Paper Review: Analysis and Simulation of a Fair Queueing algorithm

Reviewer: Kenneth Chin

This paper is introducing a Fair Queuing Algorithm based on the previous work by Nagle. It pointed out the deficiencies of Nagle's algorithm; 1) it doesn't take the packet lengths into account and so one using long packets gets more bandwidth then one using short packets. 2) there is no explicit promptness allocation. The authors were then motivated by the idea of having a queueing algorithm that should function well in the presence of ill-behaved sources, so they modify Nagle's algorithm to achieve the goal. The algorithm is thought to have fair bandwidth allocation, fair buffer space allocation and promptness. Fair bandwidth allocation can be achieved by taking in the length of the packets. Fair buffer space is achieved by simply dropping the packets. Promptness is a little bit tricker, but essentially is controlled by bid.

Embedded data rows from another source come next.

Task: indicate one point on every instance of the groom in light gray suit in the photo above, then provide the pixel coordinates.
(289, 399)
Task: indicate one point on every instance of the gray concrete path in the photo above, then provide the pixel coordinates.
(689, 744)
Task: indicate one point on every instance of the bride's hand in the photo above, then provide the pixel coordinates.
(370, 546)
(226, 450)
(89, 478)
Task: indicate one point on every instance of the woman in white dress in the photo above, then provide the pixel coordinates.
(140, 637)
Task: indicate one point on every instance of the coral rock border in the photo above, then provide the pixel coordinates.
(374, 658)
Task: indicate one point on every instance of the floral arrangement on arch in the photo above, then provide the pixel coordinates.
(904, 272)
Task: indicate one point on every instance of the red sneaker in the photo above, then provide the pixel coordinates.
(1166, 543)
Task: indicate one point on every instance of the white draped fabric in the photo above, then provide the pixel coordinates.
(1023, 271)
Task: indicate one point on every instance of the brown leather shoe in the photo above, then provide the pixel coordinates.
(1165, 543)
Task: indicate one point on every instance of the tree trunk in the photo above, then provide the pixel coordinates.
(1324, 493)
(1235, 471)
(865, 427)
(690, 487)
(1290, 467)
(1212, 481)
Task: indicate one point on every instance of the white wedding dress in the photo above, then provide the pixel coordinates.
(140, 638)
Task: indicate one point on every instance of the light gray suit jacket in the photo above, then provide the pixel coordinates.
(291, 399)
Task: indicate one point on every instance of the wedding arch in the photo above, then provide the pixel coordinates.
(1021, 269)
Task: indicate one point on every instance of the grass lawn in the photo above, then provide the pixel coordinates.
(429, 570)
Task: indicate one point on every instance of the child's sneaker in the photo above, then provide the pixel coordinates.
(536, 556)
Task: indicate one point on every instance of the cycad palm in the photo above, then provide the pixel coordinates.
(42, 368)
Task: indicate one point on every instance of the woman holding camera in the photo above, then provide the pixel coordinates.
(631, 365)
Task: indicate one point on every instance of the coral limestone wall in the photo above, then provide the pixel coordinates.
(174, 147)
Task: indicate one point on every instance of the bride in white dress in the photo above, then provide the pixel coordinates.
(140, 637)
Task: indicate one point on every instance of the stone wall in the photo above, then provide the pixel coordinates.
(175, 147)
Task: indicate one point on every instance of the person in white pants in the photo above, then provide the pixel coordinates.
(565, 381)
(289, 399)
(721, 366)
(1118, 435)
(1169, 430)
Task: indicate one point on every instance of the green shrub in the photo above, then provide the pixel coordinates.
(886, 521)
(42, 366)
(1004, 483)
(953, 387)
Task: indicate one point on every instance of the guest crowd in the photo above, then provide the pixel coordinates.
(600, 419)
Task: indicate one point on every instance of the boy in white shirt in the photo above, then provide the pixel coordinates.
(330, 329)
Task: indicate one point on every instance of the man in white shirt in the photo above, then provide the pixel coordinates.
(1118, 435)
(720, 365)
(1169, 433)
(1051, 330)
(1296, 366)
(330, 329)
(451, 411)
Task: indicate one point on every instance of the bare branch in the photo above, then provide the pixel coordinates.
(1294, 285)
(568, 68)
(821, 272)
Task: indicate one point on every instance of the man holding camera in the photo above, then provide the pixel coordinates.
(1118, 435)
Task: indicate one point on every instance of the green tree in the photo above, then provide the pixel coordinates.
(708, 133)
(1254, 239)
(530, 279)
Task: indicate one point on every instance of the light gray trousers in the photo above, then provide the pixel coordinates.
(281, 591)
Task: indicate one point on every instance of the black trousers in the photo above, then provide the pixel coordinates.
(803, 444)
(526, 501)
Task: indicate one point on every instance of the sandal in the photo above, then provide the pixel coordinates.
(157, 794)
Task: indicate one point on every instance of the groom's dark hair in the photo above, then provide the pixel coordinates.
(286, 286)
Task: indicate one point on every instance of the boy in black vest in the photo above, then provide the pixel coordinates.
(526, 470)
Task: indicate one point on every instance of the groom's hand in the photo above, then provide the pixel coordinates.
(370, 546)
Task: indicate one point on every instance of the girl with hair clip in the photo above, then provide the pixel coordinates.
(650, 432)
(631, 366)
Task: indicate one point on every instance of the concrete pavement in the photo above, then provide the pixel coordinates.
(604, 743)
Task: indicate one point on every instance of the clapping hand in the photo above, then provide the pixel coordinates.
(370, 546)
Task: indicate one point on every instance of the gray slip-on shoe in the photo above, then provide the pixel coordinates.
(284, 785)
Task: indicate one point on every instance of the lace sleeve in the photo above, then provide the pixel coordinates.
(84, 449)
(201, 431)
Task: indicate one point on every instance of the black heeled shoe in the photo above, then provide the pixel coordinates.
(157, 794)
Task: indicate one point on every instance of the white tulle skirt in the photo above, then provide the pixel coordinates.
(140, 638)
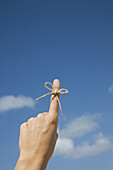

There are some drawbacks in the paper:
  1. Fair queueing requires that the ideal bit-by-bit round robin (BR) scheme be simulated too. It requires complex hardware and it is still an open question.
  2. It seems that the authors mix up the concept of congestion control and flow control.
  3. Only a few flow control algorithms are put to test and only FCFS queueing algorithm is compared with fair queueing algorithm. The analysis is not general enough for other combinations of flow control algorithms and queuing algorithms.
Basically, there are two things I learn from the algorithm.
  1. By using a separate queue for a conversation (source-destination pair) and round-robin service discipline, malicious users are not able to gain advantage over other users in terms of bandwidth allocation.
  2. Separating the promptness allocation from the bandwidth allocation by introducing a parameter such that the sending order is determined by bid, but not the finish time of the packet, while the asymptotic bandwidth allocation is independent of bid, but the finish time of the packet.
This paper has a good contribution to queueing schemes used in routers, so it is a 3rd-grade paper.